If you are doing clever things, adjust the warning level you're using.  They have been chosen after considering several trade-offs, so changing them would entail redoing the full analysis.  Patches welcome.
Comment 15 Agner Fog 2011-07-27 14:27:33 UTC
How do you define "clever things"? Checking that a variable is within the allowed range is certainly a standard thing that every SW teacher tells you to do. I think it is reasonable to expect -Wall to do what it says and set a very high warning level. Optimizing away an overflow check is such a dangerous thing to do that it requires a warning.

I think it may be wise to distinguish between optimizing away a whole branch or loop, versus just making calculations more efficient, e.g. simplifying expressions or making induction variables.
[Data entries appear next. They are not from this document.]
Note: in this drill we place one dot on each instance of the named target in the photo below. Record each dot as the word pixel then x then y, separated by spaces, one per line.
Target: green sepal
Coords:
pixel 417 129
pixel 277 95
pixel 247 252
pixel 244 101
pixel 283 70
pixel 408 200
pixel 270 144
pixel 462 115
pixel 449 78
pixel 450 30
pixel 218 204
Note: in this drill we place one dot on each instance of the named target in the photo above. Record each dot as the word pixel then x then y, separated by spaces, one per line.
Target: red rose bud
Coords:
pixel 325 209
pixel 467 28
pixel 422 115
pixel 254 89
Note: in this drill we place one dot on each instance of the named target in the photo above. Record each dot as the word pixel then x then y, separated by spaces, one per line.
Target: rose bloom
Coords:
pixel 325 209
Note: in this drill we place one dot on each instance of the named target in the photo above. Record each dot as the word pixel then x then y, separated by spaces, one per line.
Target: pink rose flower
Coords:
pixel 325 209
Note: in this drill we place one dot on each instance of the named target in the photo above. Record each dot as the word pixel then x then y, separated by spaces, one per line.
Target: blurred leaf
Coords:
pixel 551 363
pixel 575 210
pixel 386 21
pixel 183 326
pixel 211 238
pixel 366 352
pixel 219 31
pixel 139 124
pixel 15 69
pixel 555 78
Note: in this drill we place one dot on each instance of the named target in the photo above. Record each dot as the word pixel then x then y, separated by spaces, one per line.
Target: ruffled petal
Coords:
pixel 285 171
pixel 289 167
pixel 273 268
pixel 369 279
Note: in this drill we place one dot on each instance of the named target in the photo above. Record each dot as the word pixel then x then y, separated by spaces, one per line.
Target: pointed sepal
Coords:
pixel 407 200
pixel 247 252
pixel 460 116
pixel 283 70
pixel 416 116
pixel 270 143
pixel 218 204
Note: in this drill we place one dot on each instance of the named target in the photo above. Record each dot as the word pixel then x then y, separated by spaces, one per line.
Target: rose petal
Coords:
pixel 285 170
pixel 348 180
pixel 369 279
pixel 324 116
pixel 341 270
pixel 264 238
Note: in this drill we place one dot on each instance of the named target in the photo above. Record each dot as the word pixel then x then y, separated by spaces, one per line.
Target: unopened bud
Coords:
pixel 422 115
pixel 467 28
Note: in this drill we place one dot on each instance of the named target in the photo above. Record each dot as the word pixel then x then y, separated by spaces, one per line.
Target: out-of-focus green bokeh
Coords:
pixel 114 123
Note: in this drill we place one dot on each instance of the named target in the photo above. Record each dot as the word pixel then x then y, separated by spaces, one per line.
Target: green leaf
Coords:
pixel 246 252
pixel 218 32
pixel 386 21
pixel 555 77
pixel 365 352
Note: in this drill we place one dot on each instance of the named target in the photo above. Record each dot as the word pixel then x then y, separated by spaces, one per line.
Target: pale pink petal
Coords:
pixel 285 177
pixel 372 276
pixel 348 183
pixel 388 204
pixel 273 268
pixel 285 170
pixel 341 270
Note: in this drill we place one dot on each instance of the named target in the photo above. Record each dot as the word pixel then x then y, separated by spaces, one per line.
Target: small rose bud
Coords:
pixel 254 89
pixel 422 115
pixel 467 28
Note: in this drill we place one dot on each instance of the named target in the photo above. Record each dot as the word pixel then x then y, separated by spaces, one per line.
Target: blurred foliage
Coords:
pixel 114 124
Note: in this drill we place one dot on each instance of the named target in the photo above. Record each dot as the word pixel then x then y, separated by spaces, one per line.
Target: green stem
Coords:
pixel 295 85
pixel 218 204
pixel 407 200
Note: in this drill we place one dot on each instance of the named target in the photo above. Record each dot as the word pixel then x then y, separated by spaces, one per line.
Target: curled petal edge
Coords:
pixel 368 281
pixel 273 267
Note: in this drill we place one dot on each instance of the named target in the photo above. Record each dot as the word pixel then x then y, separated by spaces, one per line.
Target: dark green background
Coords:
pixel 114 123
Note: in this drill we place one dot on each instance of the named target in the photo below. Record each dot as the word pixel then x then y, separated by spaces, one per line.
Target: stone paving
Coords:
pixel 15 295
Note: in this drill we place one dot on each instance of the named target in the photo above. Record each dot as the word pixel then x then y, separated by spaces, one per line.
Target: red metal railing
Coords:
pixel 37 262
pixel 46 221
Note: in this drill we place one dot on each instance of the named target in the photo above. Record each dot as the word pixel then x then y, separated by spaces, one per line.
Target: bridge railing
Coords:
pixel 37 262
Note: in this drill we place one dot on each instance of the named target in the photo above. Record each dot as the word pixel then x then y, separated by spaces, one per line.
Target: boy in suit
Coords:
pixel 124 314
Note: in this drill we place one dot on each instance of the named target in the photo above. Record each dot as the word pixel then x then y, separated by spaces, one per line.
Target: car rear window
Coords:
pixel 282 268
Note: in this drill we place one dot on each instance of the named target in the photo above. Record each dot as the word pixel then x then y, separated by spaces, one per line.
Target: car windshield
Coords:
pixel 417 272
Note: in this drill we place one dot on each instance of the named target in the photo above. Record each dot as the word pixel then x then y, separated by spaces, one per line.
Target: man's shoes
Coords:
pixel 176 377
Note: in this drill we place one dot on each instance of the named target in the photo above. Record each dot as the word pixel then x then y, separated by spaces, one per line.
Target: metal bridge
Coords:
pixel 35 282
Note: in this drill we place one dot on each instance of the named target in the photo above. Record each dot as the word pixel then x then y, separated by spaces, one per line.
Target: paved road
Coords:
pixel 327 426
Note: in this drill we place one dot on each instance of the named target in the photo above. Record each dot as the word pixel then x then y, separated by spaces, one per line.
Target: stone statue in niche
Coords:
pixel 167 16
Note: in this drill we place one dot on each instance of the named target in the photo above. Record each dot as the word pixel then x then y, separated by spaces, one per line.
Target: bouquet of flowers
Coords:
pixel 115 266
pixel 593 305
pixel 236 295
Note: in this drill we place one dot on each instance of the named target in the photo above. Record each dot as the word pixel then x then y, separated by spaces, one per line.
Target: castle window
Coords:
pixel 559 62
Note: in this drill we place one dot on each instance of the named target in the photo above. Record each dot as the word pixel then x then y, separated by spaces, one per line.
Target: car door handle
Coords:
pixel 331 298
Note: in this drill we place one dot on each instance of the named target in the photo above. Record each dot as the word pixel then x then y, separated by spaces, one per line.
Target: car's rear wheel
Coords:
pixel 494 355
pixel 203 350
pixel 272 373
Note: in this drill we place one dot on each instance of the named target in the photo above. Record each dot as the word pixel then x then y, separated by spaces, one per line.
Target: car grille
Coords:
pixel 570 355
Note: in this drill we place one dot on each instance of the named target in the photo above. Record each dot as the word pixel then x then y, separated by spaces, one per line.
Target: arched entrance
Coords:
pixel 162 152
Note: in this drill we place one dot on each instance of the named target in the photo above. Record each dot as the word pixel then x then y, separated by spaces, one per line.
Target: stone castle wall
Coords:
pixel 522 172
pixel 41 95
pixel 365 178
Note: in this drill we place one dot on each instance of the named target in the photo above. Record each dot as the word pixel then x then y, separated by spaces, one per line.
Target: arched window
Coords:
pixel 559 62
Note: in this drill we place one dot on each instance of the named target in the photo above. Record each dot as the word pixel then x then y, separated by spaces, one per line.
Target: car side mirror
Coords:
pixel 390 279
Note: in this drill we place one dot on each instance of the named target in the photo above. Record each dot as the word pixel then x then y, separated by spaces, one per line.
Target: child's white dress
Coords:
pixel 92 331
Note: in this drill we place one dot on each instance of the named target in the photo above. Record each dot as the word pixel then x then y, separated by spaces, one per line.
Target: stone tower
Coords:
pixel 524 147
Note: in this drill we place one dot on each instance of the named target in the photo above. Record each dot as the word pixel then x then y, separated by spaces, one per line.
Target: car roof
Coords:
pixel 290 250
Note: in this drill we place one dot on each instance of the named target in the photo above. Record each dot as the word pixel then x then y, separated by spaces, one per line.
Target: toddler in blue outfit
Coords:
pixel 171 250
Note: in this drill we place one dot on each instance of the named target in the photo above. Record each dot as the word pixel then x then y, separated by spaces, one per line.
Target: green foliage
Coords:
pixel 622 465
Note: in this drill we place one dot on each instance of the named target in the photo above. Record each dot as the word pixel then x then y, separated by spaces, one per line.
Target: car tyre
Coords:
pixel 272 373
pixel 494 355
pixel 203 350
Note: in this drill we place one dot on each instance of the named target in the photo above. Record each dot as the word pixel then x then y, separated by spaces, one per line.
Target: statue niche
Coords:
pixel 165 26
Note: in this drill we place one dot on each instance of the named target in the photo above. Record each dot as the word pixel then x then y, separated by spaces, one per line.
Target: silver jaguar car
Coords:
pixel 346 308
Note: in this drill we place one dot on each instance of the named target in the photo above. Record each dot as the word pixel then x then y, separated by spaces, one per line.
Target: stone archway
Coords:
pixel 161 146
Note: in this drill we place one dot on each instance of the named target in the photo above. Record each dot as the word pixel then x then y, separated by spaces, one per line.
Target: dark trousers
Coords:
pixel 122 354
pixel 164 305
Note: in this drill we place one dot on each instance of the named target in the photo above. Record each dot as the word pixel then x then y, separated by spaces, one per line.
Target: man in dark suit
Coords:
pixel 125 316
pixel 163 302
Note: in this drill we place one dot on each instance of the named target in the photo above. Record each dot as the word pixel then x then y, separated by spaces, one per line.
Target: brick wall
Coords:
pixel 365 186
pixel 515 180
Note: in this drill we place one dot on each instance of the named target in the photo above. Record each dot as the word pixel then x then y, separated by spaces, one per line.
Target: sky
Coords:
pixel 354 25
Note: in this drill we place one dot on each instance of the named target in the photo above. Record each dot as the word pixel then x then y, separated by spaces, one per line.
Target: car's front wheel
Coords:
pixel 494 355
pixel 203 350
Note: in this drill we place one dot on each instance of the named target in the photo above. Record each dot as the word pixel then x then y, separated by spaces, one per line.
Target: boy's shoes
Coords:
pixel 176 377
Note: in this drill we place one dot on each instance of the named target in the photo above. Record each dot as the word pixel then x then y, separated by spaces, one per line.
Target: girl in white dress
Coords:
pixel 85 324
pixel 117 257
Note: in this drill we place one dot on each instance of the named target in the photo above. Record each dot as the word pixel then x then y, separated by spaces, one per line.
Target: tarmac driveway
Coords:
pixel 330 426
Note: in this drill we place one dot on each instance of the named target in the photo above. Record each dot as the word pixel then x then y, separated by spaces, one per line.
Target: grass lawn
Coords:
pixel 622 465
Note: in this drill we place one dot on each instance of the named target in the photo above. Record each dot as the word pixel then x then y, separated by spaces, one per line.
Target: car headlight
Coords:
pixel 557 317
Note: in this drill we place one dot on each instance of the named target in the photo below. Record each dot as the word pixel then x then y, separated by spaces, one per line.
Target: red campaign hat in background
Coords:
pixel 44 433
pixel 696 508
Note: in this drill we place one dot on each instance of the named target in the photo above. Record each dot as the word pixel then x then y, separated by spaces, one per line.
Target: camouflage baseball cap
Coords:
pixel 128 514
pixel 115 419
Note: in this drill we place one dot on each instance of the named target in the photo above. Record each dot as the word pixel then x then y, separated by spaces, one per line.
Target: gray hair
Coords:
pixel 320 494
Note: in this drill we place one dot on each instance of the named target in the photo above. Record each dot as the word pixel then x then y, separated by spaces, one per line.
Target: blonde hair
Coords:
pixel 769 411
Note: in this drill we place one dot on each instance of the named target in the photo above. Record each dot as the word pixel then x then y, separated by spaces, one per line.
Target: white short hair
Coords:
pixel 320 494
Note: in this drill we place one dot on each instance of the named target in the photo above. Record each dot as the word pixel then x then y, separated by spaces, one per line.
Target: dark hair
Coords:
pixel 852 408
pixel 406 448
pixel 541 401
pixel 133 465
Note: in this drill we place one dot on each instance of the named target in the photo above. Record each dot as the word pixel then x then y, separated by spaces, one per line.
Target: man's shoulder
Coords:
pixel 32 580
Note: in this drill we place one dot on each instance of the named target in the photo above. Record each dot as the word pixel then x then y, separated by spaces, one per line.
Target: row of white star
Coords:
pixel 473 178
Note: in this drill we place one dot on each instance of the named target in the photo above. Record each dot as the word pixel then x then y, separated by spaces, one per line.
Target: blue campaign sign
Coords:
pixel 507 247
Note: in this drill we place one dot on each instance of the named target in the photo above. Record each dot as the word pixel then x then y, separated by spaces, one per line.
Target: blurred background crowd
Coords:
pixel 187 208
If a branch can be optimized away then it is either violating the intentions of the programmer or the program has a logical error. A warning would be in place in either case.

What I am suggesting is that optimizing away a branch should give a warning at a lower level than simplifying an arithmetic expression. I know this might be somewhat complicated to implement, but it would be useful for catching the situation where an overflow check is optimized away.

Checking for overflow in a "safe" way is so complicated and tedious that it is practically never done (see https://www.securecoding.cert.org/confluence/display/seccode/INT32-C.+Ensure+that+operations+on+signed+integers+do+not+result+in+overflow )

Sorry for being persistent, but I think this issue has serious security implications.